We’ve discussed the topmast before, but it is time for an update. You’ll notice on the topmast sketch ( photo 1) that this spar is not the usual barrel stave lay up. That may be because it is a constant 13″ o.d. its full length. We decided to follow Capt. Nat’s drawing as best we could to gain insights into his methodology. It turns out that it really is an easier approach than the barrel stave approach! We also found that working in sitka rather than Douglas fir is easier but the saw dust is much worse.
RELIANCE broke her topmast during a Defenders’ trial race in June, 1903, and the mast was changed from douglas fir to sitka. While douglas fir is stronger, sitka is lighter and Iselin commented that the 2nd topmast was 23% lighter than the original. This was done to put less pressure on the fid which held the topmast in place. (You’ll note in the drawing that the fid actually pierces the topmast in the hollowed out portion of the topmast.)

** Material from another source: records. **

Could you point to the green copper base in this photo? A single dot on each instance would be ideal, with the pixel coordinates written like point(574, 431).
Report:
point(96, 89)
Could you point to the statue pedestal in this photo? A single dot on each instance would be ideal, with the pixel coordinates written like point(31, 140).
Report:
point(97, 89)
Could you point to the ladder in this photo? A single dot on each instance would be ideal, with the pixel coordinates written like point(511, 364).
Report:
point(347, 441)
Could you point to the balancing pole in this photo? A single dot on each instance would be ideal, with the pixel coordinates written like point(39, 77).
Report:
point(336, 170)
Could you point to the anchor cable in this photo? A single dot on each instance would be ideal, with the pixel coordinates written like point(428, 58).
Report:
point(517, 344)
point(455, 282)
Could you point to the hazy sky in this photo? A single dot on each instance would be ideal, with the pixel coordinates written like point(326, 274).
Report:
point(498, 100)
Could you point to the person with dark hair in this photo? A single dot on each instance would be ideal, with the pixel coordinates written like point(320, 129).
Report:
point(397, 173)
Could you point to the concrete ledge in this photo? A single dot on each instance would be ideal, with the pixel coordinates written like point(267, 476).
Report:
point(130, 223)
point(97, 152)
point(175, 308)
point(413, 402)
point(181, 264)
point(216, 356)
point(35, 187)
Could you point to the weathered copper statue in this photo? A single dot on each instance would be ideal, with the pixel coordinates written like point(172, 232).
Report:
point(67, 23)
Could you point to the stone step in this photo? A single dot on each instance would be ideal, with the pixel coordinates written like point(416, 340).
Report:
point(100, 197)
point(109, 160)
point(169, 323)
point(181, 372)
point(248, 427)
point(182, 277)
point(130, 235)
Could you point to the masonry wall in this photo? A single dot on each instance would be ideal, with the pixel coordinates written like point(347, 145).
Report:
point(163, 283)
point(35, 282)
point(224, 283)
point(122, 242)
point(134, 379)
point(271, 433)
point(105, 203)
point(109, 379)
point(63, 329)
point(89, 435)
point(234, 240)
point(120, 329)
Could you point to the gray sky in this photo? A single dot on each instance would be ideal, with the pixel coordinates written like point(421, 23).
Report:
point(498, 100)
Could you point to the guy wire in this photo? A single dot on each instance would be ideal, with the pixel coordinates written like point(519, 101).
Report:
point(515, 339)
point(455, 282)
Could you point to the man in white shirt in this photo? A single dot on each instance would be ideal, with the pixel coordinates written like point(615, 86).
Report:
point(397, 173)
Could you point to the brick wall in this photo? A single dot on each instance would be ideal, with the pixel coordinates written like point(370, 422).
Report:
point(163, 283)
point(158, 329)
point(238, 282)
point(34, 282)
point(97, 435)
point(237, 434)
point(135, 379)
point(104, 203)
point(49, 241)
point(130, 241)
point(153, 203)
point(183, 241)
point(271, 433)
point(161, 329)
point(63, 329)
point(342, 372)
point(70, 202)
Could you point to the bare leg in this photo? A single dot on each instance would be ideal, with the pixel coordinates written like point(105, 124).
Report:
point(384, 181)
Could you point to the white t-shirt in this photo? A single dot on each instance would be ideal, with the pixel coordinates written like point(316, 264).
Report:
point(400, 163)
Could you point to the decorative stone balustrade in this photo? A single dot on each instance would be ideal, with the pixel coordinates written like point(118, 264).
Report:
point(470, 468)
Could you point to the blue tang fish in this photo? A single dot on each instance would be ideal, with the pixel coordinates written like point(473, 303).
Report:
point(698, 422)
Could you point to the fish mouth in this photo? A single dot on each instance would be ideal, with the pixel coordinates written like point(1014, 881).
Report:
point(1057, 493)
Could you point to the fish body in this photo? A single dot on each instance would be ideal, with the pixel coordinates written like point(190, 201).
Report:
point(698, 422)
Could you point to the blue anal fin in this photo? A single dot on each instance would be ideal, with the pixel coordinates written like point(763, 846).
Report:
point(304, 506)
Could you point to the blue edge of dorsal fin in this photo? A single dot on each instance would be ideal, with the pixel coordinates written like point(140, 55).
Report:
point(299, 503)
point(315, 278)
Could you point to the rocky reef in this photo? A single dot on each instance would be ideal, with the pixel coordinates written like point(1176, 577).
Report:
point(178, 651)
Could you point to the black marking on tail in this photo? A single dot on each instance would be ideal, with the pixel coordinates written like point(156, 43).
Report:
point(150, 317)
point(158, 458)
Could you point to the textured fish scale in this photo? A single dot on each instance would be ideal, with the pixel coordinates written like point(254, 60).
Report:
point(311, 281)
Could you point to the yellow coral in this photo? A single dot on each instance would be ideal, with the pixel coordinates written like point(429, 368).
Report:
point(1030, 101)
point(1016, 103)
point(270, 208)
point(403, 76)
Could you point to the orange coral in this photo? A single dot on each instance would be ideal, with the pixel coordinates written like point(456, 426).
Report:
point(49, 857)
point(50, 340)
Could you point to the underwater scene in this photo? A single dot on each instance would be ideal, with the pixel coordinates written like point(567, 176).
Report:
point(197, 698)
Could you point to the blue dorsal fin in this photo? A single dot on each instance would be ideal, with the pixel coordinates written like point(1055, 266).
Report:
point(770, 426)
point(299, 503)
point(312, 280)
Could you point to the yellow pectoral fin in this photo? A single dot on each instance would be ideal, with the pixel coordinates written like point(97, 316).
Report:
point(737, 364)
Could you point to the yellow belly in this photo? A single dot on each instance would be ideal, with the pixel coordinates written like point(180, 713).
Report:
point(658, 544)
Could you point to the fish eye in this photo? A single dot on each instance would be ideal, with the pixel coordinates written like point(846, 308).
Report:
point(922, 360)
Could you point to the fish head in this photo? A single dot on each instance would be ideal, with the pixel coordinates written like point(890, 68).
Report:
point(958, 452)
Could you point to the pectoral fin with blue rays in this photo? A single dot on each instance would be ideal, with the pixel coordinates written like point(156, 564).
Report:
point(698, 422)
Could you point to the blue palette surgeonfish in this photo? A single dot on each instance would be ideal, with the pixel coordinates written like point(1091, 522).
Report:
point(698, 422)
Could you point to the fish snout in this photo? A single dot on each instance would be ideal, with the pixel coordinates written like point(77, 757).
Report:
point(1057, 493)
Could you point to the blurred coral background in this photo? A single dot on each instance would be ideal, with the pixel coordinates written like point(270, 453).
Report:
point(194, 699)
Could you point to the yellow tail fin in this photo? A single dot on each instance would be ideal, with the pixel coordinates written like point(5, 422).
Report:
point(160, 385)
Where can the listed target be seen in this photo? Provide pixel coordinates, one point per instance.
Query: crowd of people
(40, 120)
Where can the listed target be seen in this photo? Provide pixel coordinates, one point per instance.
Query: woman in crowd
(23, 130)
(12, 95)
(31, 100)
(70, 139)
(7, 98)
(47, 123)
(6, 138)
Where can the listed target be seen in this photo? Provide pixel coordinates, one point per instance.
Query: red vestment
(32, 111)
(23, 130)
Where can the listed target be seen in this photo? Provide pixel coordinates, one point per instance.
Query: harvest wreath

The topmast is hollowed out to a diameter of 9″ at the ends and 7″ in the middle; again Capt. Nat was taking out all weight he could while maintaining required strength.
The Topmast was a telescoping topmast fitting within the fabricated steel mast, and as you see there is a heel rope sheave at the bottom of the topmast. One end of the wire heel mast rope was fastened inside at the top of the mast, then lead down through the heel rope sheave and up to another sheave mounted at the top of the mast. The wire was then lead down to deck level for hoisting and lowering the mast. The above referenced fid kept the topmast in its erected position. There were slots in the mast and topmast and a shelf inside the mast on which the fid rested.
Photo (2) shows us first planing edges of our block of sitka flat, then ripping our eight scale 5″ x 5″ planks which were then glued into pairs for each side. We then routed out quarter round scale 7″ diameter hollow with taper to 9″ hollow at each end for each side. We used a ramp in the middle to raise the router from 9″ depth to 7″ depth. Afterward, each side was mitered with 45 degree edges (4, 5).
We first attempted a simple glue-up jig approach but found it unwieldy, so we quickly wiped off the glue and with all-hands on deck, including Kyle who we borrowed from the mentoring program, built our second jig and glued the four sides together. This second jig had ledges that conformed the the shape of the sides as shown in the sketch (photo 1) while keeping required pressure on the sides and then the top when finally closed up. As you can see in photo it was a mad dash to recover from the first attempt and to get all four sides glued at once!
Photos show the topmast sides curing in the jig and then after being removed. Drawings show us planing off the excess on each side to get our square shape. Note the templates in the foreground which we used to get the octagonal outline at each end and along the sides, and the round template for final shape. The next pictures show us planing our topmast into octagonal shape. Each set of edges we take off gets us closer to roundness. Finally we were ready to use our long board to sand the topmast round.
Still to go are steps final sanding, shellacking and varnishing of the barrel, shaping the cone at the top and adding the truck, sheaves and fid slot, but I’ll save these for a later post.